The Fed´s monetary policy has become dysfunctional

Tim Duy is a well known “Fed Watcher”. As such what he writes does not necessarily reflect his views but what he sees as the Fed´s view. In “Fed intent on raising rates even if the economy sours”, we read:

A combination of weak labor force growth, solid employment growth, a lower unemployment rate, and firmer wage gains will tend to support the Fed’s view that the labor market needs to cool substantially to prevent inflationary pressures from building. Regardless of the estimate of the neutral interest rate, central bankers probably won’t think policy is restrictive until they see a pullback in the pace of activity.

That´s absurd! It is not unemployment or growth that “controls” inflation, but monetary policy. However, if the Fed believes that monetary policy is interest rate policy, monetary policy will control inflation through its effects on growth and unemployment. That´s a recipe for disaster!

If instead, you define the stance of monetary policy by the behavior of nominal spending (NGDP) growth, you will find that if the Fed strives to keep nominal spending growth stable, i.e. if the Fed obtains nominal stability, both inflation and real growth will be stable.

The dispersion charts below illustrate. For different periods the charts depict the dispersion of NGDP growth, real GDP growth & inflation (PCE Core).

The “Standard” is the “Great Moderation”. During those years, nominal spending (NGDP) growth dispersion (volatility) was “narrowly circumscribed”. Real growth and inflation dispersion during those years reflected that stability, just as the “Great Inflation” reflected the increasing dispersion of NGDP growth in an “upward” direction, and the “Great Recession” reflected the increase in nominal spending growth dispersion in a “downward” direction.

There is one caveat. The level of nominal spending (relative to trend) must be considered. For example, the charts below show that without additional information, it would be hard to distinguish the last few years from the second half of the 1990s. The behavior of inflation and unemployment is very similar in both periods.

If, however, you were shown data for the employment-population ratio or the labor force participation rate in the two periods, you would be able to “guess” which is which.

The next charts show that the level of nominal spending relative to (the same) trend is markedly different in the two periods. I believe that goes a long way in explaining why the labor force participation is so much lower at present. The “deniers” will say that mostly reflects demographic factors!

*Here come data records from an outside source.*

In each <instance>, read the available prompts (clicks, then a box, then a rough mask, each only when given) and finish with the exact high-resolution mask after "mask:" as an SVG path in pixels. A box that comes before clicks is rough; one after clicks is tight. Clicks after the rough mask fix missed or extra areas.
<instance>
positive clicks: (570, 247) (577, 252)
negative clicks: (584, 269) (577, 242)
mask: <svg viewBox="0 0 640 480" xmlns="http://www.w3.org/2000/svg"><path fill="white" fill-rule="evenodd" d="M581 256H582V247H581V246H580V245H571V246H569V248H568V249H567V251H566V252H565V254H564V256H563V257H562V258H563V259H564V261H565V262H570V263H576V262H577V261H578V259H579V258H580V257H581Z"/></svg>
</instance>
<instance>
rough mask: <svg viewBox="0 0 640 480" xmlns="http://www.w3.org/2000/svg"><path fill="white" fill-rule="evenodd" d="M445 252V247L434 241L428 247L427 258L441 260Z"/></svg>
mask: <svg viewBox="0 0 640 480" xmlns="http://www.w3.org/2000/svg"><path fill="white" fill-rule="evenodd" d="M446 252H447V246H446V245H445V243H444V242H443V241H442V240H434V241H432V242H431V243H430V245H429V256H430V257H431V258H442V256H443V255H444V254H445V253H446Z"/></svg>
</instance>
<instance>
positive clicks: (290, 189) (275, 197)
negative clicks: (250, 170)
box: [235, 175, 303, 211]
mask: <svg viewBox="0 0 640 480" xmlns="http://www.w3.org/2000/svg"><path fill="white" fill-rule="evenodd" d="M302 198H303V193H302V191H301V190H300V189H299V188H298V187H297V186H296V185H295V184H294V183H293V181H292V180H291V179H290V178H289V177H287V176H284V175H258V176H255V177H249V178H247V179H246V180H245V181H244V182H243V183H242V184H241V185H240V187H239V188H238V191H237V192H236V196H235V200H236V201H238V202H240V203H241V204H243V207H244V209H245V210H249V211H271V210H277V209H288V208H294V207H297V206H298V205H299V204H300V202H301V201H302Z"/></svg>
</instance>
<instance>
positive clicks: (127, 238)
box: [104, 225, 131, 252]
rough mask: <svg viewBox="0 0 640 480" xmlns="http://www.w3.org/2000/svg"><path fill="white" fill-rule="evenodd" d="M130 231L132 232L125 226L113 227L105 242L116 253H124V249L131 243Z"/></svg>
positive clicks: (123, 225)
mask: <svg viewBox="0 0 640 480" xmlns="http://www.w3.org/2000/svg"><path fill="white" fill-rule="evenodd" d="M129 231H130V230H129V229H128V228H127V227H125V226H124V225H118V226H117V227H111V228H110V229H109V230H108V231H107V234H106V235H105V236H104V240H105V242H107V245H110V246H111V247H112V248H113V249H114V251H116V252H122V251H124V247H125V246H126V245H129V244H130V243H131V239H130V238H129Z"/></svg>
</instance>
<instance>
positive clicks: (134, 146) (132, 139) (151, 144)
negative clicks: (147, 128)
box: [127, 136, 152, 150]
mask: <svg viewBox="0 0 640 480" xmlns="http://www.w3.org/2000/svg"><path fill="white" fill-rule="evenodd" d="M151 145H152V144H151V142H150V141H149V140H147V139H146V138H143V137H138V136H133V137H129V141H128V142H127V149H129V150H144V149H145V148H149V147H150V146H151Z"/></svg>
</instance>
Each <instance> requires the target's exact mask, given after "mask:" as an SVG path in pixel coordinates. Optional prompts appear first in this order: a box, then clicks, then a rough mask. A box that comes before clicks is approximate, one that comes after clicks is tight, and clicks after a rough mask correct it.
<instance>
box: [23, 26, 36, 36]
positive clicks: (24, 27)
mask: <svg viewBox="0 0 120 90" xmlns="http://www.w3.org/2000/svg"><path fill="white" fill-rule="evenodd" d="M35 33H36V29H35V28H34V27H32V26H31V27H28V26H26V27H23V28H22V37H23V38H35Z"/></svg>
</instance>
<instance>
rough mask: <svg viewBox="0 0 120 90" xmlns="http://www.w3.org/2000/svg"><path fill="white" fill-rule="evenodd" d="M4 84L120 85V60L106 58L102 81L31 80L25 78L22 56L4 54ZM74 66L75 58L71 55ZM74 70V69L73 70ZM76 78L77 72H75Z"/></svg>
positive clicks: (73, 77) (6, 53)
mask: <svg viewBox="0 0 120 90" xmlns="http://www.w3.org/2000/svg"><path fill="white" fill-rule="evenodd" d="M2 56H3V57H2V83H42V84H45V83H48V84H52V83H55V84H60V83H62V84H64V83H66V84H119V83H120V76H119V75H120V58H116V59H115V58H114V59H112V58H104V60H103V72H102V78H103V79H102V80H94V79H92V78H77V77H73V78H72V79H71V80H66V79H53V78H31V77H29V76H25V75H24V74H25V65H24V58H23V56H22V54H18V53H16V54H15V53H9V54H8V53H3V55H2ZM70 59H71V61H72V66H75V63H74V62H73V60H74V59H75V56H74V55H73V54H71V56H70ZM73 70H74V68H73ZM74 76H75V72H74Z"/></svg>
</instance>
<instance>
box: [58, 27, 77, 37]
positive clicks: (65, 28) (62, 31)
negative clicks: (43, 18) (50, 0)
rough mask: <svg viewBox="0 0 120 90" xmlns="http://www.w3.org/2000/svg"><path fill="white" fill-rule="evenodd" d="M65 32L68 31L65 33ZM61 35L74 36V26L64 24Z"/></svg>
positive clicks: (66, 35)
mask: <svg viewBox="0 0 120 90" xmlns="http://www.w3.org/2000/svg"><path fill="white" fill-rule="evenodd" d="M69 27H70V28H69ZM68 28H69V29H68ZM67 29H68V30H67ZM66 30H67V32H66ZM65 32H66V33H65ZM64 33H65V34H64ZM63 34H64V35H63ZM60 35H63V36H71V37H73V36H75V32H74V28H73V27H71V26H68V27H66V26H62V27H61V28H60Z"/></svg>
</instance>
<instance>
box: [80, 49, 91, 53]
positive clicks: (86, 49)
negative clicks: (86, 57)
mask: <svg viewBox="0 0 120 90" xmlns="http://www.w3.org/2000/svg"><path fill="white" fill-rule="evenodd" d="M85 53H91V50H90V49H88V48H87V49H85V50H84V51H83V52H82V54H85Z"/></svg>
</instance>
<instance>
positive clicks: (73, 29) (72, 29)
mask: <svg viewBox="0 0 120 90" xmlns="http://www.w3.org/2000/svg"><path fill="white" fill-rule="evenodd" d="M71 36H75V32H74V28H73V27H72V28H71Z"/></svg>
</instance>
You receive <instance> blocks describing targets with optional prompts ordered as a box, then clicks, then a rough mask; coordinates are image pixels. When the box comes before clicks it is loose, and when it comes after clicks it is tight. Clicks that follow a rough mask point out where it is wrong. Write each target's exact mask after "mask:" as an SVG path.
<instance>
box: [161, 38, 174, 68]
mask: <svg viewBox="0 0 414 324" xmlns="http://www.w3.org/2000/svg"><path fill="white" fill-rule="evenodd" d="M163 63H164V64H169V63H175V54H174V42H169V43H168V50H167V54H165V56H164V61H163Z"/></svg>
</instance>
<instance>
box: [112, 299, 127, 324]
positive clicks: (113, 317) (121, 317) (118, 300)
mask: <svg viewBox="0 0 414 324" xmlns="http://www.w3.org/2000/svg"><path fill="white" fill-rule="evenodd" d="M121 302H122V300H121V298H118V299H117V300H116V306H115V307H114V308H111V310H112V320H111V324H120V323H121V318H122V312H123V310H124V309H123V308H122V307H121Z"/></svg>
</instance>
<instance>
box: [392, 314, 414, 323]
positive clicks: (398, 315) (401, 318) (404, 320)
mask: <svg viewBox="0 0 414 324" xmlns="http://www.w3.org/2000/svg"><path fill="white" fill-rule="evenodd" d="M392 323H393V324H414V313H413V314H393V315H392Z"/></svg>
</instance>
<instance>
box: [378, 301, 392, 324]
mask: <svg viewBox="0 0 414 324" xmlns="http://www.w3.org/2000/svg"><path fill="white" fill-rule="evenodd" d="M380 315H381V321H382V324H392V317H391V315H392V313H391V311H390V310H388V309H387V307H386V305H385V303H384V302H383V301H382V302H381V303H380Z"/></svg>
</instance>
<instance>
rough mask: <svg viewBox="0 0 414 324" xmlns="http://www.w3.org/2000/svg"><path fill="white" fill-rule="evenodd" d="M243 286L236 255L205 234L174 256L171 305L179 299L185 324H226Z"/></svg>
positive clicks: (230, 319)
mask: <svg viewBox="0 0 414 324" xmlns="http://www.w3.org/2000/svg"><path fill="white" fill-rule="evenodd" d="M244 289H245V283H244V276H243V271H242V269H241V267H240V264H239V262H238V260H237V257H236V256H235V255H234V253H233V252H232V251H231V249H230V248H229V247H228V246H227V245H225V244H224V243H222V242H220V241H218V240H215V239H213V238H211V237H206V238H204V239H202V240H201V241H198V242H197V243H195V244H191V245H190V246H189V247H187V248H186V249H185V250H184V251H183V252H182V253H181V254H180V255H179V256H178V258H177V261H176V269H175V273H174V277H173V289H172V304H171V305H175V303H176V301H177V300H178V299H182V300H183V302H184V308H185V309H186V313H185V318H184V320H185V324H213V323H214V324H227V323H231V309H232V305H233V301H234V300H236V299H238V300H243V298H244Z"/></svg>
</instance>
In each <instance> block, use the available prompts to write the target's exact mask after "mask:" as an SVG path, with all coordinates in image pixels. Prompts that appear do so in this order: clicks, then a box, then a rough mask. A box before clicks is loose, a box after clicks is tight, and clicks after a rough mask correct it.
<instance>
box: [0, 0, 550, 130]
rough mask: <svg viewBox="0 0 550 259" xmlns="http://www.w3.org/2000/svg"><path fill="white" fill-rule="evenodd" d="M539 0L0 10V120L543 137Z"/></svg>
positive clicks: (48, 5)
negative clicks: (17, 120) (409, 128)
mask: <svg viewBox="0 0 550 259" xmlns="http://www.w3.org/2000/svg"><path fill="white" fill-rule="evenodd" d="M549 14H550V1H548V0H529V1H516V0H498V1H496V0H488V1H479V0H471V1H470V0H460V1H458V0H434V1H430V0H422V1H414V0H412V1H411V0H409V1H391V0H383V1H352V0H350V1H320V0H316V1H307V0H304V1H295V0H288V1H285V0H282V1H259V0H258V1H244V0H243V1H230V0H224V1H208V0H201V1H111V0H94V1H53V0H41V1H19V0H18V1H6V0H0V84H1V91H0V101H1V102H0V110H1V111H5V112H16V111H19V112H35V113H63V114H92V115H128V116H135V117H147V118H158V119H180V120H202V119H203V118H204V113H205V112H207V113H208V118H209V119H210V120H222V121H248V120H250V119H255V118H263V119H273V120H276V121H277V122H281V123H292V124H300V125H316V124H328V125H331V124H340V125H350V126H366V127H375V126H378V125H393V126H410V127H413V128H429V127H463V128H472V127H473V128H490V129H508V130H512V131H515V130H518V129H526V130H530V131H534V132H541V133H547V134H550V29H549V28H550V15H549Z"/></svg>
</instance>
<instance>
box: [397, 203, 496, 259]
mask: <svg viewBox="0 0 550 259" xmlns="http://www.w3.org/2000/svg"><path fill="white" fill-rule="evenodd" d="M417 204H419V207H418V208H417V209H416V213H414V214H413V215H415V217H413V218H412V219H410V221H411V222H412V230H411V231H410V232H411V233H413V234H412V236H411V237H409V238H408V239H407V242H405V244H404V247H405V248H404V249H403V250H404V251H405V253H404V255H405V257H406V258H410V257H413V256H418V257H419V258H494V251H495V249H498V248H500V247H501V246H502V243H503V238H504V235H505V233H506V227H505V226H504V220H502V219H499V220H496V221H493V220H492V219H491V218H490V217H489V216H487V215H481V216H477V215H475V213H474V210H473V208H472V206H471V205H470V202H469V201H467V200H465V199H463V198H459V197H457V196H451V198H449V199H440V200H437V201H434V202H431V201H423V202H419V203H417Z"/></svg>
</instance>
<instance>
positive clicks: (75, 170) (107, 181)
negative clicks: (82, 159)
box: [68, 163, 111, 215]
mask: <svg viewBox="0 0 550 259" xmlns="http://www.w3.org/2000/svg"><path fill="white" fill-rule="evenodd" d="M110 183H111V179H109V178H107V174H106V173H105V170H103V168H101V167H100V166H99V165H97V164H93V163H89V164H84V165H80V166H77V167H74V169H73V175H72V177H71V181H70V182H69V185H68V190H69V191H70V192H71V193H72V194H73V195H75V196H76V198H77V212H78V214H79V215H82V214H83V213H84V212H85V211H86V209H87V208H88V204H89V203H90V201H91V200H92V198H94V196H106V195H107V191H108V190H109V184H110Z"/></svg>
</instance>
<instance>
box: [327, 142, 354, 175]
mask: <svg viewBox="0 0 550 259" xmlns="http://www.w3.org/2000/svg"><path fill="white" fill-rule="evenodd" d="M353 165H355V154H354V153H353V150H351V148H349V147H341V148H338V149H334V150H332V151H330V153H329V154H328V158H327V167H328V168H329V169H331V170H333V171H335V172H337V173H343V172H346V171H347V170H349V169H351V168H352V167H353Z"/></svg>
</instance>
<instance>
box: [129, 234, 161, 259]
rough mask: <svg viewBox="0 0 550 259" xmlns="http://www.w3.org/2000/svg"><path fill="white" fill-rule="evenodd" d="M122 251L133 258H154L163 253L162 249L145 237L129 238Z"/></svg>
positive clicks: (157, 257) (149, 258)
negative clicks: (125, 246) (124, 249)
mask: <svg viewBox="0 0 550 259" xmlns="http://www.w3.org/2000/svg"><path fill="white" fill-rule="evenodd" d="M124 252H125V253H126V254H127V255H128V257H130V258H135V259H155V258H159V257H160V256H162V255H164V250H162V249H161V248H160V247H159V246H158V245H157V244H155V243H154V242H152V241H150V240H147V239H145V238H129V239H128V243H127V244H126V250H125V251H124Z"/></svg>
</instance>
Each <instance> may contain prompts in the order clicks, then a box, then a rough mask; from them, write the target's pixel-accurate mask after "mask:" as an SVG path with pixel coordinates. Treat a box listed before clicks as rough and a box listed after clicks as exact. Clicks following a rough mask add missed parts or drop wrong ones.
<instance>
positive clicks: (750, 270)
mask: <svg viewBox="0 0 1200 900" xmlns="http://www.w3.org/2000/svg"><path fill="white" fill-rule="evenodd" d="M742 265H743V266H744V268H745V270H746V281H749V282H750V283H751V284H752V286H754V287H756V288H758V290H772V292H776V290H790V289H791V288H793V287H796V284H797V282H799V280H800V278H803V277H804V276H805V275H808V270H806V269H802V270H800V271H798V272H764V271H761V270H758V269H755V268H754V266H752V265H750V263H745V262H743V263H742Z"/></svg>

The next chart allows me to argue that targeting inflation is not the first best way of conducting monetary policy. Note that inflation in 1994 -05 and 2006 – 18 is the “same”. After “escaping” from the “stability circle” in 2008 -09, nominal spending growth was brought back inside the circle.  That means nominal spending growth has stabilized.

With that, inflation remains low & stable, just as it was before. However, since the Fed has kept the economy depressed (a much lower level of nominal spending), we are missing on many goodies that would be available if instead of inflation, the Fed targeted the level path of spending (just as it de facto did during the Great Moderation).